Altering Application State through Query Params

What is Application State

Application state is a loaded and contextual term. It can mean many things, but here application state is the memory/behavior of an application at any given time. The state is determined based on a series of events and actions led by a user. Where are we now. What has been requested and therefore what should we show up.

One of the intentionally designed constraints on REST's HTTP architecture is to create a stateless web server.

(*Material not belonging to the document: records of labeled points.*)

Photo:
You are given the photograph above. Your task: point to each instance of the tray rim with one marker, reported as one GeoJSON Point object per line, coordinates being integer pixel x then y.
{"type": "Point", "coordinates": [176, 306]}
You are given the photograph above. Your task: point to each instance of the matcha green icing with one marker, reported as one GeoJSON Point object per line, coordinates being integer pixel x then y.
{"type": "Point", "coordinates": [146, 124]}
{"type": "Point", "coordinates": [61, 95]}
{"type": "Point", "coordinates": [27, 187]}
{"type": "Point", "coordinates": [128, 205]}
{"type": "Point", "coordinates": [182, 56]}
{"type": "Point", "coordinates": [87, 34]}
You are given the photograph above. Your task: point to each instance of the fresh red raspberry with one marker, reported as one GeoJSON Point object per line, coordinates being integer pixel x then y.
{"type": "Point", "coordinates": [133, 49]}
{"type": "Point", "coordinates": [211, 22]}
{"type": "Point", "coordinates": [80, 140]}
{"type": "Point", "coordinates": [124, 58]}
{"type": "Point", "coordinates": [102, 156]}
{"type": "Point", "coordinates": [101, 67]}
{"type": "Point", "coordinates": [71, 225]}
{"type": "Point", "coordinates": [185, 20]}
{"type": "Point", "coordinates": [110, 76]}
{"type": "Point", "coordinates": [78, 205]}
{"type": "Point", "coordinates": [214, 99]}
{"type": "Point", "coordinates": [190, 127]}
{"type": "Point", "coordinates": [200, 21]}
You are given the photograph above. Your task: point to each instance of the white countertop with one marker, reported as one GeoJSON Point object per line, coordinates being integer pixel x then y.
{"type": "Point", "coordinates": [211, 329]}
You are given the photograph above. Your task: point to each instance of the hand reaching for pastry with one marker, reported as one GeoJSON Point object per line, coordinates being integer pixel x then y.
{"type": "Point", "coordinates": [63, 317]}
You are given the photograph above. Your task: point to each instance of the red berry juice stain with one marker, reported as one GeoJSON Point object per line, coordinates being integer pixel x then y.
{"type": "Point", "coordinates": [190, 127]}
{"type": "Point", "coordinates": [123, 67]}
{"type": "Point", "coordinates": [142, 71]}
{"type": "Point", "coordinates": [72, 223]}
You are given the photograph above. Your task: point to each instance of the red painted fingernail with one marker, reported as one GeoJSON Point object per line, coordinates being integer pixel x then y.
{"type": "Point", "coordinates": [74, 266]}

The server should remember nothing and start from a clean slate every time it communicates, it's the job of the client-browser to define/resume the state of the application.

The request we send from the client should be visibly clear as to the intention of the request and all the details we want the server to respond with.

Nice article about statelessness that allows the web to scale and why it is a vital part of the REST design:
https://ruben.verborgh.org/blog/2012/08/24/rest-wheres-my-state/

There are many ways to manipulate the state of an application, and an equal number of popular JavaScript libraries to help with the process. But wanted to focus on an elemental approach by way of query params.

What are Query Parameters?

In a nutshell, it's the key-value pairs expressed in the url after the '?' sign, and separated by '&'. Consider:
http://website.com/stuff?sort=ASC&page=4

Here, sort=ASC, and page=4 are the query params. The first part is the key, the second the associated value. Setting up query params is a great way to express state. The best part is that you get a shareable url that will hold onto the state of your web application. So if you spent hours finding a gift on an obscure eCommerce site, and you wanted to share the item on page 7 which was filtered down based on, let's say, income and geography- then all you have to do is share the link since the state of the app has been saved in the url via query params.

These dynamic segments of the url most commonly represent the model's serialization. But can include other application states.

Ember has a template helper, aptly named: query-params. This works in conjunction with the transitionTo and link-to methods. The controller also takes queryParams property. The Ember Docs do a great job explaining the entire concept:
https://guides.emberjs.com/v2.11.0/routing/query-params/

Based on the docs, there are 3 ways in Ember:

  1. Controller
  2. link-to helper
  3. transitionTo

Common Gotchas:

The value of a query param must be a static value and not a computed property.

If the value is not set as null, it will default to the value it is set as.

Currently query params are set in route level controllers.